Is anyone interesting to learning Greek? I can help you. Will you help me with Russian??   ::

----------


## Hanna

::  Greek is surely a very interesting language... Philosophy, religion etc was originally written in Greek. Russian is more than enough for me though, lol....   I suspect Greek is just as hard as Russian.   ::  One comment, change the header to "Anyone interested in Greek? "

----------


## katerinaG

Can i change it?

----------


## katerinaG

Letter ы is very hard for us to say. When i started learning русский язык i could't say it at all.

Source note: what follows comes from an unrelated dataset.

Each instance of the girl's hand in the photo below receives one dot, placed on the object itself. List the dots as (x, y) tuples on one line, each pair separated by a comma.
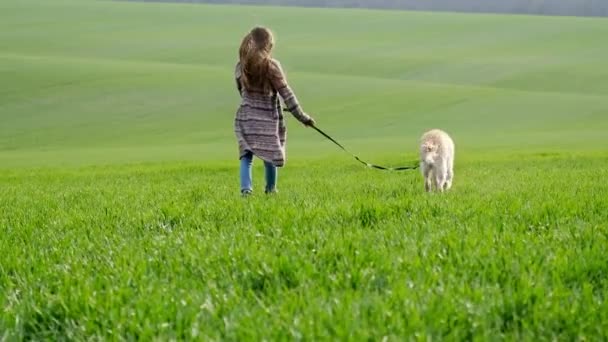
[(310, 122)]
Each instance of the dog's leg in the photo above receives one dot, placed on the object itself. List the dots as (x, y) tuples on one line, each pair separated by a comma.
[(450, 174), (426, 172), (440, 175)]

I think Greek is easier only because is my native.  ::  но я люблю говорить по русскии.

----------


## katerinaG

sorry..  ::

----------


## Zaya

> *по-русски*

 It's written in this way, with a hyphen.   ::     

> One comment, change the header to "Anyone interested in Greek?"

   ::   *katerinaG*, of course you can. Click on the EDIT (or ПРАВКА, if you use Russian interface) at the top of your first post in this topic.

----------


## katerinaG

Спасибо!

----------


## Zaya

Не за что.   ::

----------


## Оля

> I suspect Greek is just as hard as Russian.

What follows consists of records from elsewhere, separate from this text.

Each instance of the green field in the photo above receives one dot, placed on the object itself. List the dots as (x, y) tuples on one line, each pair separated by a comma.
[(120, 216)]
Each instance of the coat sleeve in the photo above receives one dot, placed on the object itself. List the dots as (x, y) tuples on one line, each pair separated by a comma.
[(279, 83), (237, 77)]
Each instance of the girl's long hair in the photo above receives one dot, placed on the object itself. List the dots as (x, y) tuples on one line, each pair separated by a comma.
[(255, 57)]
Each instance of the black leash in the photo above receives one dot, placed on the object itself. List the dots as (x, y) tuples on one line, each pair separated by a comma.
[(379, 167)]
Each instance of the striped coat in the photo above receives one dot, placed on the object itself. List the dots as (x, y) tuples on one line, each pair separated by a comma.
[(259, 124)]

 It's definitely NOT easier.   ::   (I can say it because I learned it.) 
UPD: Well, to be precise, I learned Ancient Greek, but I don't think they are very different.

----------


## katerinaG

Ancient Greek and Greek language as we speak nowadays have differences. The letters are the same, but the words are different.

----------


## Оля

> Ancient Greek and Greek language as we speak nowadays have differences. The letters are the same, but the words are different.

 The words, exactly! But I meant grammar.   ::

----------


## katerinaG

The grammar is different too. Only the letters are the same but tones are less now. In Russian language is difficult for me to read correctly some words that i haven't heard before. Tones would be useful for the beginners. ( tones i mean [ ' ] i don't know if i say it correctly.

----------


## russianlover2010

in my opinion
Greek and Russian are very easy  ::  
if you learn Coptic language before  ::  
(note: Coptic is last version of ancient Egyptian language ;
 it's letters similar to Greek alphabet plus 7 letters from Demotic language )

----------


## rid

Please, can somebody help me to translate into russian the following combination: "δεσπότης της Φτελιάς"

----------


## christo_tamarin

> Please, can somebody help me to translate into russian the following combination: "δεσπότης της Φτελιάς"

 Дословно: "Владыка береста". Может быть, есть город с именем Φτελιά.

----------


## rid

Вот это и хотелось бы выяснить. Может, это какое-то общеизвестное для греков географическое указание.
Типа как для русских - Где? - В Караганде

----------